Research on Chinese Micro-blog Bursty Topics Detection
Wang Yong1, Xiao Shibin1,2, Guo Yixiu1, Lv Xueqiang1,2
1. Beijing Key Laboratory of Internet Culture and Digital Dissemination Research, Beijing Information Science and Technology University, Beijing 100101, China; 2. Beijing TRS Information Technology Co., Ltd., Beijing 100101, China
Abstract:Much attention is paid to mining bursty topics accurately and efficiently from micro-blog nowadays. In this paper, a set of burst terms are extracted by counting the term frequency, calculating the growth rate of the terms and using Term Frequency-Proportional Document Frequency (TF-PDF) algorithm to measure the weight. And then micro-blog texts are described with the burst terms.

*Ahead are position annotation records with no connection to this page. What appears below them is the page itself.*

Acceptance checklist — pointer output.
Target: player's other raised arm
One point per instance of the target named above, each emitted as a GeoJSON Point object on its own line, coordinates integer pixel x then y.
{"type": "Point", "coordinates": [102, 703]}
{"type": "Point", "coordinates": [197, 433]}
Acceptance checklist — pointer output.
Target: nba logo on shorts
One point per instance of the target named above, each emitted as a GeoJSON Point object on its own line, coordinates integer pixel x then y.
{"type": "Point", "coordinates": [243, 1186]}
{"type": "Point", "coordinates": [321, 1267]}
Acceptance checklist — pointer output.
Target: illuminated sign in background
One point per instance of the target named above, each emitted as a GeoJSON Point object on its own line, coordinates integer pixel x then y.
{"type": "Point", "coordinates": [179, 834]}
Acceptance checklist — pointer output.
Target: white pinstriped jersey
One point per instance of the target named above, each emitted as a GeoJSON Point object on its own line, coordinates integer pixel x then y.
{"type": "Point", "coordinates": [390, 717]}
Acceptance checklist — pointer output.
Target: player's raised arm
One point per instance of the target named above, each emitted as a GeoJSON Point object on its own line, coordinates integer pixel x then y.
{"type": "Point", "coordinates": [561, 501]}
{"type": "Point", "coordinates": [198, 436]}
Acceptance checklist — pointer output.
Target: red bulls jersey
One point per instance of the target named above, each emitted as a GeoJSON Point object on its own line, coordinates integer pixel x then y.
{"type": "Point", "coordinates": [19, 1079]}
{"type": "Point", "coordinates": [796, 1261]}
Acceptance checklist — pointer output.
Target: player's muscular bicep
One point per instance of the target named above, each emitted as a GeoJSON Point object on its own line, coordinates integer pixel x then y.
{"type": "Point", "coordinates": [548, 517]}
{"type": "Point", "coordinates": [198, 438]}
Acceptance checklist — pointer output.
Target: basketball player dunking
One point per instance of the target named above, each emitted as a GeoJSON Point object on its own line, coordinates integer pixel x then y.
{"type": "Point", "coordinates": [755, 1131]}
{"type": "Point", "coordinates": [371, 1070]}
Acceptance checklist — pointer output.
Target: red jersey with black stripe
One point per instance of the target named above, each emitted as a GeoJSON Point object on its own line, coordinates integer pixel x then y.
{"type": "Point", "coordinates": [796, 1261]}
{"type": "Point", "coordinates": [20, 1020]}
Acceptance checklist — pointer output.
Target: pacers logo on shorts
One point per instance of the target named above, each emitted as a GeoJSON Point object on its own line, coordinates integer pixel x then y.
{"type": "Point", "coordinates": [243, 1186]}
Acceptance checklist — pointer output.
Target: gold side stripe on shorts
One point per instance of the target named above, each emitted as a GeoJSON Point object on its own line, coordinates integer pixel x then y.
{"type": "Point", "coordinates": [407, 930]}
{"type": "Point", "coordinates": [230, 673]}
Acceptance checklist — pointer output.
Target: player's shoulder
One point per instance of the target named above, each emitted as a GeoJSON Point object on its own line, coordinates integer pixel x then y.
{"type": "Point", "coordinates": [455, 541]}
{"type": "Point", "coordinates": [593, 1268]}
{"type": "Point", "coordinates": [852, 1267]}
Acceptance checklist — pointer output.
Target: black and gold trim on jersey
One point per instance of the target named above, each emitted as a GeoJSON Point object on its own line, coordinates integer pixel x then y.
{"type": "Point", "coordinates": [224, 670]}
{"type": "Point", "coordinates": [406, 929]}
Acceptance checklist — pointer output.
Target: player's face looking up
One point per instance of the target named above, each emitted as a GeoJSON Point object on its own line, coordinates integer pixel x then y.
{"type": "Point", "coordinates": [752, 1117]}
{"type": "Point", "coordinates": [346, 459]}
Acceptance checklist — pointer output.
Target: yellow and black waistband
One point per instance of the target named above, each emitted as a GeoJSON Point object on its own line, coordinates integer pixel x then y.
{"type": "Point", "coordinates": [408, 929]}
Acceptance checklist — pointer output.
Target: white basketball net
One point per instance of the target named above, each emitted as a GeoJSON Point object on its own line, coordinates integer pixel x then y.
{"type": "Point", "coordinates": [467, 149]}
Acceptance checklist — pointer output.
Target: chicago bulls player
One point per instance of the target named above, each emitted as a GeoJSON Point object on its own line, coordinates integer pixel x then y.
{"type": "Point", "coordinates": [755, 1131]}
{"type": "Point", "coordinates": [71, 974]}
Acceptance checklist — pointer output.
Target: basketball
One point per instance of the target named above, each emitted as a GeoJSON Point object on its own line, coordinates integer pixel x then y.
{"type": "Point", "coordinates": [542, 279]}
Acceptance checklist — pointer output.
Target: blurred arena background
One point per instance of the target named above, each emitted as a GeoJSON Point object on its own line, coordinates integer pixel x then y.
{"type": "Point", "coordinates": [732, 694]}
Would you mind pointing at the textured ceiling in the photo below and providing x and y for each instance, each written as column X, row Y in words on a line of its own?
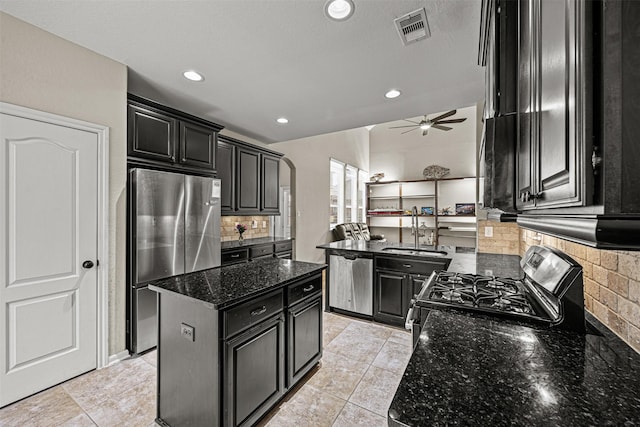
column 263, row 59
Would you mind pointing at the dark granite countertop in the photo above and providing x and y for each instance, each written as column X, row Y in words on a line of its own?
column 225, row 286
column 463, row 260
column 246, row 243
column 474, row 370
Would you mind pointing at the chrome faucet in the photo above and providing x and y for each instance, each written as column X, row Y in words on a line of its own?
column 414, row 226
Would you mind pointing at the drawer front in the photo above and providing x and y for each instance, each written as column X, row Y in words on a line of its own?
column 245, row 315
column 257, row 251
column 283, row 246
column 304, row 289
column 233, row 256
column 409, row 265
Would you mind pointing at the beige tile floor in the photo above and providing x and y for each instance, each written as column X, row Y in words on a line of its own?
column 353, row 385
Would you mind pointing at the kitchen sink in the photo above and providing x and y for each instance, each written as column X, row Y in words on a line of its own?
column 414, row 251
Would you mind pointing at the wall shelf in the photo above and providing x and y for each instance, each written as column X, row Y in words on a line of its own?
column 400, row 196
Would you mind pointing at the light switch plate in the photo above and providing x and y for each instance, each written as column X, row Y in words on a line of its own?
column 188, row 332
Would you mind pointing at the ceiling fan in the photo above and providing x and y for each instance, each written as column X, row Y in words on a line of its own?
column 435, row 123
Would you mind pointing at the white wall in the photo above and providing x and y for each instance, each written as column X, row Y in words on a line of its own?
column 403, row 157
column 44, row 72
column 311, row 158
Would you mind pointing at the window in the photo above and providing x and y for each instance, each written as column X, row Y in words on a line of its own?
column 336, row 194
column 363, row 177
column 346, row 194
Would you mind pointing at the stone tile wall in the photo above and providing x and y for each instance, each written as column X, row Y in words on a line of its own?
column 611, row 278
column 228, row 227
column 611, row 283
column 505, row 240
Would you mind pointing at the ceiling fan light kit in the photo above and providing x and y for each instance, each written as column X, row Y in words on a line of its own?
column 436, row 123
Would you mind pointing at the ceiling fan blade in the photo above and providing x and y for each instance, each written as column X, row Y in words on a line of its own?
column 451, row 121
column 445, row 115
column 407, row 131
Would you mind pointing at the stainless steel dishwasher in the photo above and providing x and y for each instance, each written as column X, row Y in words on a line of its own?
column 351, row 282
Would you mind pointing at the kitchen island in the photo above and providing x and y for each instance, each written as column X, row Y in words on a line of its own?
column 473, row 369
column 233, row 340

Analyzing the characteristic that bursty topics propagate in the platform of micro-blog, the authors filter the texts that do not contribute to detect bursty topics. The paper proposes a novel clustering strategy of “Absolute Clustering” to cluster the micro-blog texts. By figuring up the hot spot of the texts with weighted value of reply and retweet number, the top 5 texts are extracted as the result of burst topics detection. The experiments show that the precision is 92.60%, the recall is 85.51% and the F-measure is 0.89. Contrast with the traditional method, the validity of the proposed method is proved.
王勇, 肖诗斌, 郭跇秀, 吕学强. 中文微博突发事件检测研究[J]. 现代图书情报技术, 2013, 29(2): 57-62.
Wang Yong, Xiao Shibin, Guo Yixiu, Lv Xueqiang. Research on Chinese Micro-blog Bursty Topics Detection. New Technology of Library and Information Service, 2013, 29(2): 57-62.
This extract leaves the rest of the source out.